November 13, 2017
Source: Wikimedia Commons
During last Tuesday’s minor off-year elections, a glorious total of “eight openly transgender candidates” swept to victory, squashing the hopes and stomping on the necks of transphobic bigots nationwide, who really need to either repent or curl up and die already.
The victors include Danica Roem, a part-time heavy-metal singer from Virginia who effectively shat on the face of her Republican rival Bob Marshall, AKA “Bigot Bob,” a man who self-marinates in hatred to the point where he once thought it was cute to refer to himself as Virginia’s “chief homophobe.” In 2006, inspired by nothing more than the rancid fumes of his own galloping—and undoubtedly closeted—loathing for gays, Marshall sponsored an anti-gay-marriage constitutional amendment. Over 1.3 million Virginia voters—undoubtedly high on the same Spicy Hate Sauce that Marshall had been slurping—approved Marshall’s amendment but in 2014 were thankfully struck down and rendered electorally impotent by a single wise black female judge who’d been appointed by Barack Obama. We must not let hate win, even if hate outnumbers love by a factor of 1.3 million to one!
Other tranny victors last Tuesday included Lisa Middleton, a male-to-female tranny who resembles Robin Williams in the role of Mrs. Doubtfire. Riding a wave of gender delusion to victory in Palm Springs, CA, Middleton became “the first transgender person elected to a non-judicial office in California.” Middleton will join three “queer” members of Palm Springs City Council—a city that currently has no heterosexuals serving in that capacity.
In the tiny town of Doraville, GA—which lurks right outside Atlanta’s city limits—a hulking tranny named Stephe Koontz edged out some bigot by a margin of only six votes to become a city councilman councilwoman.
Also winning by only six votes was Gerri Cannon of New Hampshire, who still looks masculine no matter how he dresses but will sit on a local schoolboard pretending to be a woman and accusing anyone who snickers of being a transphobic bigot.
In Connecticut, a 29-year-old biological dude who calls himself Raven Matherne and who still, I must quite frankly state at the risk of sounding transphobic, looks like a dude—became that state’s “first openly transgender lawmaker ever.”
In the aggressively progressive city of Minneapolis, a dreadlocked beast named Andrea Jenkins—born a man but who insists he’s not—“became the first trans woman of colour elected in the nation.”

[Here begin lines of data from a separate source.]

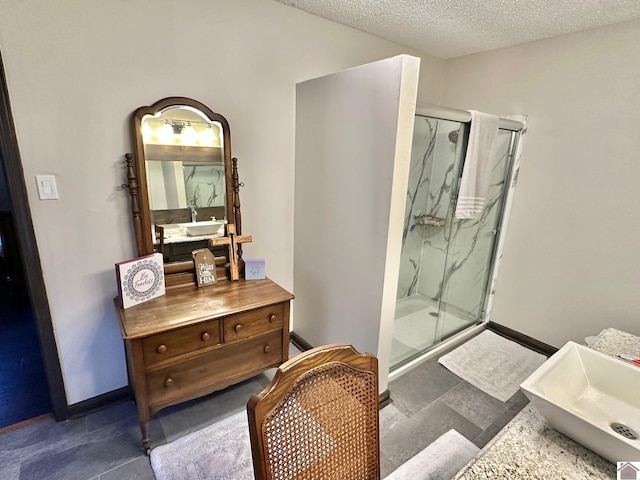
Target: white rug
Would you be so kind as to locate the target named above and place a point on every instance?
(221, 451)
(492, 363)
(439, 461)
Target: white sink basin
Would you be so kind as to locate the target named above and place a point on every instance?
(194, 229)
(586, 395)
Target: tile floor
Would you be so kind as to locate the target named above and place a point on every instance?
(106, 445)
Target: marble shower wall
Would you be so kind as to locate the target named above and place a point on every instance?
(429, 192)
(470, 248)
(449, 262)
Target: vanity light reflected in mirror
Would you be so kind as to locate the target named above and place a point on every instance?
(183, 191)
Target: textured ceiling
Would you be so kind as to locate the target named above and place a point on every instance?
(452, 28)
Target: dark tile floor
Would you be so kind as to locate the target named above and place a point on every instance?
(106, 445)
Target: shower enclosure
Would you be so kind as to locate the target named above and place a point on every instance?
(447, 265)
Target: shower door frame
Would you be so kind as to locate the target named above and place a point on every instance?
(518, 126)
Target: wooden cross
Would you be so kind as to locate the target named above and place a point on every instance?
(233, 241)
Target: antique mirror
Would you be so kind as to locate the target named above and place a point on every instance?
(183, 182)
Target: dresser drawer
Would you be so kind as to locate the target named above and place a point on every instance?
(251, 324)
(221, 364)
(183, 340)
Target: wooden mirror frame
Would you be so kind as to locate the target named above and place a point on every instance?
(176, 273)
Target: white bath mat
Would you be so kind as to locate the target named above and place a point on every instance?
(492, 363)
(221, 451)
(439, 461)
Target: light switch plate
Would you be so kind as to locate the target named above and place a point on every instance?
(47, 189)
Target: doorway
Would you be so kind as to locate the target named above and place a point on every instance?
(25, 290)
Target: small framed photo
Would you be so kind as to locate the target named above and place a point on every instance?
(140, 280)
(254, 269)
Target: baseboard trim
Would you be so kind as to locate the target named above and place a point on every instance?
(96, 403)
(522, 339)
(299, 342)
(384, 399)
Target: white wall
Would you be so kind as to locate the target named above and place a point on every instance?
(76, 69)
(353, 150)
(571, 262)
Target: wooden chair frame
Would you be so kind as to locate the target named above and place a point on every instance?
(290, 377)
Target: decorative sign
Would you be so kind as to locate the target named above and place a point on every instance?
(205, 267)
(254, 269)
(140, 279)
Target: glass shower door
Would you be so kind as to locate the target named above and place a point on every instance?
(446, 263)
(470, 252)
(434, 159)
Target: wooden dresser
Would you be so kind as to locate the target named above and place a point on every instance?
(194, 341)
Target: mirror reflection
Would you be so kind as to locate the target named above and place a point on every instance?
(185, 180)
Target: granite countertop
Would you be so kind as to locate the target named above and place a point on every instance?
(527, 448)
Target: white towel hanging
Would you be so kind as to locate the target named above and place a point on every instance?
(478, 164)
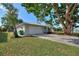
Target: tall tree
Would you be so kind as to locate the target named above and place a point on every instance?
(65, 14)
(11, 17)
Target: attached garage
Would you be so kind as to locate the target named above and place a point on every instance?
(31, 29)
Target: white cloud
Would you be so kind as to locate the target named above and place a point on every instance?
(2, 8)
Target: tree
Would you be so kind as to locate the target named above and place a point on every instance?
(66, 14)
(11, 17)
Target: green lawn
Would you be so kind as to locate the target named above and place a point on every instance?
(34, 46)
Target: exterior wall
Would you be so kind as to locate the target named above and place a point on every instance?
(22, 27)
(35, 30)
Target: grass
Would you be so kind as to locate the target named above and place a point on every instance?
(33, 46)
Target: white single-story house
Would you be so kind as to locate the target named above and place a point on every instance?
(26, 29)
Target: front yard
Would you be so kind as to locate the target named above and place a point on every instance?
(34, 46)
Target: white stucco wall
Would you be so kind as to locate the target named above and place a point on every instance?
(22, 27)
(35, 30)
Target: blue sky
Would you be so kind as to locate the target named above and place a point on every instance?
(22, 14)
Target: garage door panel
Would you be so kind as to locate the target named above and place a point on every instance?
(35, 30)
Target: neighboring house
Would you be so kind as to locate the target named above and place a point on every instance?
(26, 29)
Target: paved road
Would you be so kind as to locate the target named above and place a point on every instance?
(70, 40)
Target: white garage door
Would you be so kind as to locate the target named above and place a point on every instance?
(35, 30)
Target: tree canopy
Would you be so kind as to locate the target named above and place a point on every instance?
(11, 17)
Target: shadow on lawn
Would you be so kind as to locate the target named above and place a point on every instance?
(3, 37)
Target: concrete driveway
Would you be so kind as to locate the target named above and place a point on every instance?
(69, 40)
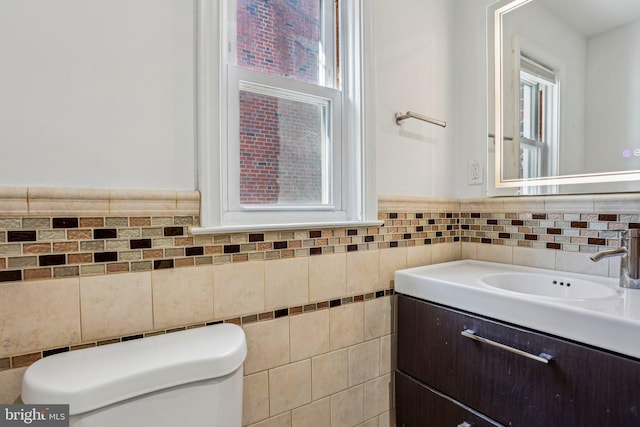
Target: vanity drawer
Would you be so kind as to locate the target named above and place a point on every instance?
(420, 406)
(579, 386)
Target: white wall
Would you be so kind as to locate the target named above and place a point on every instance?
(100, 93)
(613, 91)
(413, 49)
(469, 95)
(97, 93)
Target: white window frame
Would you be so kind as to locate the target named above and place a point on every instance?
(356, 198)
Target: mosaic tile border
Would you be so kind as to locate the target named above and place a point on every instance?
(24, 360)
(36, 248)
(572, 232)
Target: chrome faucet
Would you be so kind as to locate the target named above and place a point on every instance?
(630, 262)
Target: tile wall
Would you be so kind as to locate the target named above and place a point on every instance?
(80, 269)
(86, 268)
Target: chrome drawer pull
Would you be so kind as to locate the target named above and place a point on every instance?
(542, 358)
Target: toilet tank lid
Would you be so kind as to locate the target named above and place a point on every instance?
(92, 378)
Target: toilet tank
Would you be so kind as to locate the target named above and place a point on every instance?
(191, 378)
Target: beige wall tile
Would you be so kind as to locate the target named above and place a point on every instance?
(377, 396)
(14, 200)
(330, 373)
(268, 345)
(445, 252)
(289, 386)
(38, 315)
(182, 296)
(387, 419)
(419, 255)
(391, 260)
(73, 201)
(327, 277)
(143, 202)
(255, 398)
(364, 362)
(286, 282)
(373, 422)
(468, 250)
(388, 353)
(378, 317)
(315, 414)
(347, 407)
(362, 272)
(238, 289)
(346, 325)
(495, 253)
(541, 258)
(10, 385)
(282, 420)
(309, 334)
(188, 203)
(116, 305)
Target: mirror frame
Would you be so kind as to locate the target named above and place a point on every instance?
(497, 11)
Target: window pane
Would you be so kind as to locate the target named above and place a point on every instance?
(281, 37)
(284, 150)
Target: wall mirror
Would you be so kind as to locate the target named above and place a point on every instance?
(564, 95)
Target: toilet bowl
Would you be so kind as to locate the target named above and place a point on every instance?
(189, 378)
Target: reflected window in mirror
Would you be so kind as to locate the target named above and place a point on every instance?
(538, 112)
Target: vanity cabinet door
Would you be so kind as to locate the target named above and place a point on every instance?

While this is all undoubtedly cause for celebration, for joyously sniffing amyl nitrite and having unprotected felching parties far beneath manholes in urban sewers across this nation, are you noticing a pattern here? Yes, I am, too—all six of these winners were born men—or, if you prefer to sound like a crazy person, had the male gender assigned to them at birth—and decided one day through magical thinking and varying degrees of medical intervention that they were women.
Of Tuesday’s eight tranny winners, only two were born women and one day magically they decided they were men. Joining Andrea Jenkins on the Minneapolis City Council is a sprightly bearded woman named Philippe Cunningham. And in Pennsylvania, a biological woman with hormonally enhanced facial hair who now calls herself Tyler Titus won some sort of obscure school board position to become “the first openly transgender person elected to office in Pennsylvania.”
Eight trannies elected to office in one night? That’s good. Only two of them now identify as men? That’s bad—especially if one wants to pretend that gender is fluid. If one even dares to notice a firm statistical pattern that the roaring majority of trannies are men who claim they’re women, one risks subverting the entire Tranny Gospel. If, as the case seems to be nearly everywhere worldwide, the overwhelming majority of people who desire to change their sex are men who seek refuge in womanhood, this might suggest that our current cultural climate offers very few perks for men and plenty for women.
But both historically and currently, this pattern remains stubborn. Perhaps the first known tranny politician in American history was a certain Joanne Conte, who underwent a sex change back in 1973 when I believe they still used rusty meat cleavers and hormone injections derived from the fossilized flesh of pregnant female stegosauruses. In 1991, Conte campaigned and won a spot on the City Council in Arvada, CO. Rivals hired an investigator to unearth undesirable facts about Conte’s past, and when it was revealed that “Joanne” had been born a man, he was never reelected.
In 1992 a black man who called himself Althea Garrison and looked like Slappy White wearing an Aunt Esther wig won a seat in the Massachusetts state legislature. Garrison’s real gender was revealed shortly after his election, and he failed to win a second term in 1994.